When ambassadors from the Sedgwick County Zoo visited Great Bend’s elementary schools on Thursday, students got to do two things they really seem to love: learn about animals and raise their hands whenever an adult asks a question.
“How many of you have been to the Sedgwick County Zoo?” zookeeper Jan Brock asked.
Almost every hand shot up.
“How many of you know a gorilla?” she asked. The hands went up again.
The question didn’t seem to matter. Brock’s colleague, Ashley Locke, got similar responses with these two questions:
“How many of you think elephants have hair?”
“How many of you think elephants don’t have hair?”
For the record, an elephant’s skin is full of hairs. And if Great Bend youngsters didn’t have a gorilla friend earlier, they soon will. On Friday, every child in grade K-6 will receive his or her very own copy of “The One and Only Ivan.” It’s about a silverback gorilla named Ivan who lives in a cage at a mall.
The Wichita zookeepers visited Great Bend on Thursday as an introduction to “Ivan” and the 2016 One District One Book community literacy program.
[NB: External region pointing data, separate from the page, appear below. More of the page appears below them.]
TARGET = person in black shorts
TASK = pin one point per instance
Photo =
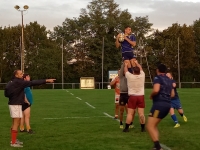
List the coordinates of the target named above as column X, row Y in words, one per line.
column 161, row 96
column 123, row 99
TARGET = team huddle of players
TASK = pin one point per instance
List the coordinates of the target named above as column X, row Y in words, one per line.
column 129, row 91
When children come home from school today with their copies of “Ivan,” members of the ODOB committee ask that someone at home reads it with them.
In fact, the ODOB committee wants the entire community to get excited about reading this month. Parents and students were sent calendars with information about the book and related events, such as Library Nights and trips to Long’s Pumpkin Patch.
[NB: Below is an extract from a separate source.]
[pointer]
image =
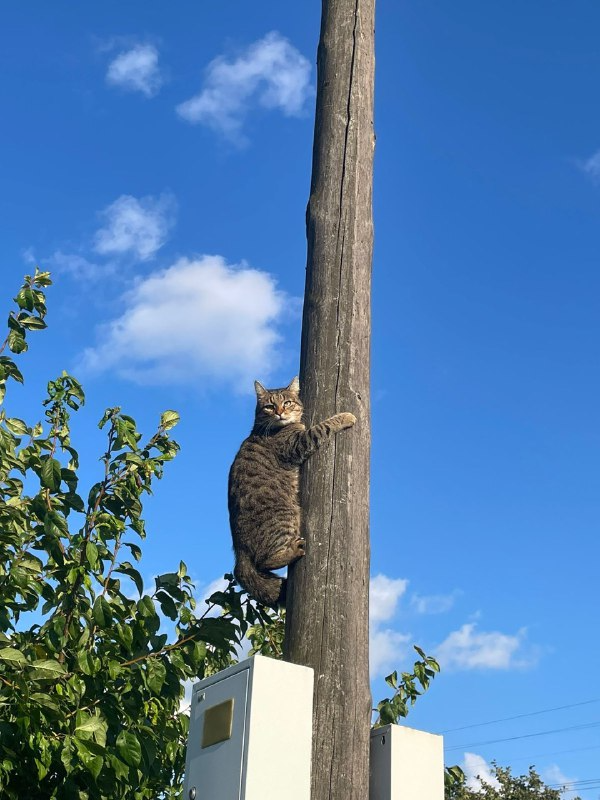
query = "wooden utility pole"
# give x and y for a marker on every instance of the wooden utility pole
(327, 625)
Children have been encouraged to look for Ivan in today’s Homecoming Parade.
The students should finish reading the 300-page book by the end of October, while earning some chances at prize drawings and helping raise funds for a family of gorillas at the Sedgwick County Zoo.
The real Ivan
“The gorilla in our book is a real animal,” Brock said. “Ivan lived in Washington state.”
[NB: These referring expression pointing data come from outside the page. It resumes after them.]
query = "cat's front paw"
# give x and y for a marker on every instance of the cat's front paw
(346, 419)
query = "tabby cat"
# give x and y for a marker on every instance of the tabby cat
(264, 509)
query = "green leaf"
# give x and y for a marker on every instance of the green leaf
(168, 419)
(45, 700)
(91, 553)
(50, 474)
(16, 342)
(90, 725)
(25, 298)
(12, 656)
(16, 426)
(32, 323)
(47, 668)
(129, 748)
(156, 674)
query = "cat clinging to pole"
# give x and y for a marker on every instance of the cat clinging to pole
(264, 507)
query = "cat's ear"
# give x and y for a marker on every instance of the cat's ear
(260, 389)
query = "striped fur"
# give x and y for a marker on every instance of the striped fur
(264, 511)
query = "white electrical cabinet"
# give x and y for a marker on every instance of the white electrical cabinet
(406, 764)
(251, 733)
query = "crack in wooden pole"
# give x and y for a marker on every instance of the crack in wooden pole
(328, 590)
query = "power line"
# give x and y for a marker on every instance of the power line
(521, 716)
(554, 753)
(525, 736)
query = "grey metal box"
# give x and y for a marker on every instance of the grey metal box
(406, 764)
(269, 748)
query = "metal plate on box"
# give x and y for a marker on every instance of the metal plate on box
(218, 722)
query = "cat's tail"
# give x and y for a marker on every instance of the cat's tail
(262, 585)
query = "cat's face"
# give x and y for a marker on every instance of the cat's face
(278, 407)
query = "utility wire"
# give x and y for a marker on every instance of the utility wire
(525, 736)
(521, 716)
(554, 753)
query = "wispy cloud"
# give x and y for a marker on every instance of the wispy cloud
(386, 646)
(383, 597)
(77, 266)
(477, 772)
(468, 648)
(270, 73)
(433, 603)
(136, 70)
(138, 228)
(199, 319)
The real Ivan lived in a glass cage in a Tacoma, Wash., shopping mall for more than 20 years, but he eventually got to feel real grass under his feet again at Zoo Atlanta in Georgia, where he lived out his life.
Author Katherine Applegate’s Ivan has a similar life, but he also has some fictional friends, including a wise older elephant named Stella and a baby elephant named Ruby.
As children read the book, Brock told them, there are some things they will be able to think about.
“Ivan is, or was, a real animal, and when the author wrote this book she gave Ivan a voice,” she said. “His animal friends are the author’s imagination.”
Brock told the readers they will enjoy Ivan’s positive attitude, his creativity and his loyalty.
The novel is written in first person from the point of view of Ivan. In 2013 it was named the winner of the Newbery Medal, which recognizes the most distinguished contribution to American literature for children. It is illustrated by Patricia Castelao.